É a inversão de valores. Em vez de condenar os agressores, joga-se a culpa nas vítimas, por conta de suas posições políticas. O ódio a Ciro tem como base suas críticas a Lula e ao fato de não ter apoiado formalmente Fernando Haddad no segundo turno das eleições presidenciais de 2018. Por causa disso vem sendo acusado de ter se vendido à “direita neoliberal”. De direita, Ciro não tem nada. Suas alianças estão mais à esquerda do que as de Lula e seu programa econômico é mais nacional-desenvolvimentista do que o do presidenciável do PT.

Já Tabata cometeu um pecado imperdoável, segundo os cânones da esquerda: votou a favor da reforma da Previdência. Foi o bastante para ser condenada à fogueira da inquisição.

Há uma profunda incoerência entre a estreiteza de quem agride quem não reza pela sua cartilha mas os convida para manifestações de união, como pretendia ser a do último domingo.
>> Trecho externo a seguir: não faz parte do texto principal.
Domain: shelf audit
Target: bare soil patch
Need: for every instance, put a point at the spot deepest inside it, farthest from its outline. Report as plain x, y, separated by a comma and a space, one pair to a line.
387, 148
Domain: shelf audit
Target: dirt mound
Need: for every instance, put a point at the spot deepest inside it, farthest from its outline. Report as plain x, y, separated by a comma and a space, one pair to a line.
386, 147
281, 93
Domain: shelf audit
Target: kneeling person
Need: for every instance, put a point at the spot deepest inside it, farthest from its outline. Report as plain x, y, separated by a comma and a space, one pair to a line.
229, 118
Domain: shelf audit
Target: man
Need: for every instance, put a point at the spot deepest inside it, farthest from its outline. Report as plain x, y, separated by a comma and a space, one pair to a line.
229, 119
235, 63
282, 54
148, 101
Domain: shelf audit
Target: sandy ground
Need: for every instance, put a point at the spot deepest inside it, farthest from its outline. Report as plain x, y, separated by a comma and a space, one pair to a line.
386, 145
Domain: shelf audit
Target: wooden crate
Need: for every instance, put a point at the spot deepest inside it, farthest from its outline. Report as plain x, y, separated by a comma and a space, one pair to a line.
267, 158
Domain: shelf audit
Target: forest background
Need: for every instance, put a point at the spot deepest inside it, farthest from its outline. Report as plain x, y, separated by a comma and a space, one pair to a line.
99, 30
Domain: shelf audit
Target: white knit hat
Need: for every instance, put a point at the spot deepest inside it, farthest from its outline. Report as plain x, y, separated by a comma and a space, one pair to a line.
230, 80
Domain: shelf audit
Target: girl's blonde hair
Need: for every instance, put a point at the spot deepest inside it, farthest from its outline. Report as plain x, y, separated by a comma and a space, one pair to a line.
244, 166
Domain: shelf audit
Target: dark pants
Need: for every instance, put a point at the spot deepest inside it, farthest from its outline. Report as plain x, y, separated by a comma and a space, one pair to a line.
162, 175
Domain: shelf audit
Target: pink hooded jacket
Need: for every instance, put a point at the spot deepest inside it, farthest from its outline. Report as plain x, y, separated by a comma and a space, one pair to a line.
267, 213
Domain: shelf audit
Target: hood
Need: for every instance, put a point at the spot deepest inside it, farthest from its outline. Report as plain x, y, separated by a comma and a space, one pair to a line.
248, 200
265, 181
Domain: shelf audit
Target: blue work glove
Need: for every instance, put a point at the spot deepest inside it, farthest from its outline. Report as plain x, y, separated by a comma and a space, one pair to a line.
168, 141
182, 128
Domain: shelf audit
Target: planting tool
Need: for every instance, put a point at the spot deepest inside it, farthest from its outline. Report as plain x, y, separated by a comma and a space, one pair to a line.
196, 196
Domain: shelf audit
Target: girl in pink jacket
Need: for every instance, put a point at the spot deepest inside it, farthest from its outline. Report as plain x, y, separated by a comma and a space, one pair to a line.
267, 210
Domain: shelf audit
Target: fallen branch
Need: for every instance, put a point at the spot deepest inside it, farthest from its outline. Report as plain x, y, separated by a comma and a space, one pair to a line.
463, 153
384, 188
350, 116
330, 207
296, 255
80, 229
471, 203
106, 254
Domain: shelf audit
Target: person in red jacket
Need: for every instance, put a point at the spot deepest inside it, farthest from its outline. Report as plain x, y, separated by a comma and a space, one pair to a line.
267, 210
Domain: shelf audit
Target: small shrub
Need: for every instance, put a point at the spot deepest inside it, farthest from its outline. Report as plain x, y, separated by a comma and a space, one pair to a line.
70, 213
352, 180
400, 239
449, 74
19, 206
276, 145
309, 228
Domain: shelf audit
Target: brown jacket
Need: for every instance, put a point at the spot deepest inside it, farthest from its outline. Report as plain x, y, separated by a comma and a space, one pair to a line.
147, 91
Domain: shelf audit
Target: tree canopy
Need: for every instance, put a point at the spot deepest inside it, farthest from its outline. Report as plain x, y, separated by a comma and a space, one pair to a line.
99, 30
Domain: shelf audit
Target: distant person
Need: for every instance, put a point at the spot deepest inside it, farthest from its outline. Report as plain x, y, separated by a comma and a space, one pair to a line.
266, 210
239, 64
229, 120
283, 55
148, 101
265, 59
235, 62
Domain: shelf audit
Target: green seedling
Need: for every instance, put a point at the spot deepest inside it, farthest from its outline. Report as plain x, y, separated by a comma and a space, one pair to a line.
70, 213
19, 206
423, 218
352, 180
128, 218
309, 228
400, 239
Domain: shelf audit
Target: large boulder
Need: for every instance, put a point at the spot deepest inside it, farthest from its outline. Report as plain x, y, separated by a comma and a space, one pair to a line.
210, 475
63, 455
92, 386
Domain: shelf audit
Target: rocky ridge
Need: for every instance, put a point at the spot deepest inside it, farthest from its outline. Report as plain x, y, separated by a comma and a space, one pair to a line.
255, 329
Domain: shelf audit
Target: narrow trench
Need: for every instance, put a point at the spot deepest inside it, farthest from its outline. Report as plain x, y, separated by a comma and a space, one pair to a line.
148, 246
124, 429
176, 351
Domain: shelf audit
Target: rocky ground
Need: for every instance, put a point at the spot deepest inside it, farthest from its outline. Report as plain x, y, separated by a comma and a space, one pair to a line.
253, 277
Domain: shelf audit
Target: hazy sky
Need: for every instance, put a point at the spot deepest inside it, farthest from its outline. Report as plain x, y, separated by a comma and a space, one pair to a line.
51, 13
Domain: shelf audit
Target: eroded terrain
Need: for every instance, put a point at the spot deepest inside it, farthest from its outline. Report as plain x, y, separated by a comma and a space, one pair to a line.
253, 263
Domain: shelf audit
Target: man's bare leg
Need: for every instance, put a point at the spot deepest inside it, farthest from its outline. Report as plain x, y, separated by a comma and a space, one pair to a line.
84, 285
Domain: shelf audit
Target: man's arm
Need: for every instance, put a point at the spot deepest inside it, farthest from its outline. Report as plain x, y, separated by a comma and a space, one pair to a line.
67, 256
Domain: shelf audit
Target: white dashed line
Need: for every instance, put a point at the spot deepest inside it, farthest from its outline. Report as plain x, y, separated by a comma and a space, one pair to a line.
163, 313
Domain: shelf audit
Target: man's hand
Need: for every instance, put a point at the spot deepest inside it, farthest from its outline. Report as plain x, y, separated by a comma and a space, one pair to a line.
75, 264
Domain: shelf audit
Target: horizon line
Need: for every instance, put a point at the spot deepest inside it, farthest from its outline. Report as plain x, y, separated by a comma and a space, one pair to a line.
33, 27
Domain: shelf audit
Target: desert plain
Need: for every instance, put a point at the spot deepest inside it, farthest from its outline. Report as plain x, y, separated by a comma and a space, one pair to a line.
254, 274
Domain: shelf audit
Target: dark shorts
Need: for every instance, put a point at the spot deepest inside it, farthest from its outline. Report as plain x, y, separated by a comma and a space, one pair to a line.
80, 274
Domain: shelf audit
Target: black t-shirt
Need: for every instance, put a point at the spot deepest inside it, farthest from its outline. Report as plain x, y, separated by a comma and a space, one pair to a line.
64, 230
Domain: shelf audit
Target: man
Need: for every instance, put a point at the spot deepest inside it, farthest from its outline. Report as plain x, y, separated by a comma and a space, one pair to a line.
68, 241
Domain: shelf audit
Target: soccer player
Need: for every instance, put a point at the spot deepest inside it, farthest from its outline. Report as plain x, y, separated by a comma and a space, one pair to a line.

Falar de Frente Ampla e ao mesmo tempo estigmatizar parceiros é dar uma enorme contribuição para o fracasso da bandeira “Fora Bolsonaro”. O sectarismo certamente foi um dos fatores tanto para o esvaziamento da manifestação do dia 12 de setembro, convocadas pela centro-direita, quanto para a do último domingo.

Registre-se: vozes de esquerda condenaram a agressão a Ciro, entre elas Gleisi Hoffmann. Mas o PT que ela preside não assinou a nota de solidariedade ao pedetista, assinada por vários partidos. Assim como a CUT, apesar de convidada, não assinou a nota de solidariedade das centrais sindicais. Lula simplesmente se recusou a falar sobre o assunto. Como diz o provérbio popular, quem cala consente.

A intolerância, a dificuldade de conviver com a divergência e a agressão física sempre estiveram presentes na história dessa esquerda. Stálin simplesmente eliminou fisicamente quem ousou discordar dele.  Até hoje Cuba não tolera críticas ao seu regime e quem ousa discordar é chamado de “gusano” e contra-revolucionário. Na Nicarágua, Daniel Ortega prendeu seis candidatos a presidente que disputariam com ele a eleição de novembro, enquanto o chavismo implantou um regime de perseguição e de eliminação de adversários.

A rigor, a esquerda que age assim não se distingue do fascismo. A categoria mental é a mesma: a relativização dos valores e a negação da democracia como um valor universal – os fins justificam os meios e a violência é a parteira da história.

Como disse Ciro, não existe só o fascismo de verde e amarelo. Há também o fascismo de vermelho. Mais uma vez ele mostra a sua cara.

Este artigo foi originalmente publicado no Blog do Noblat, em 6/10/2021.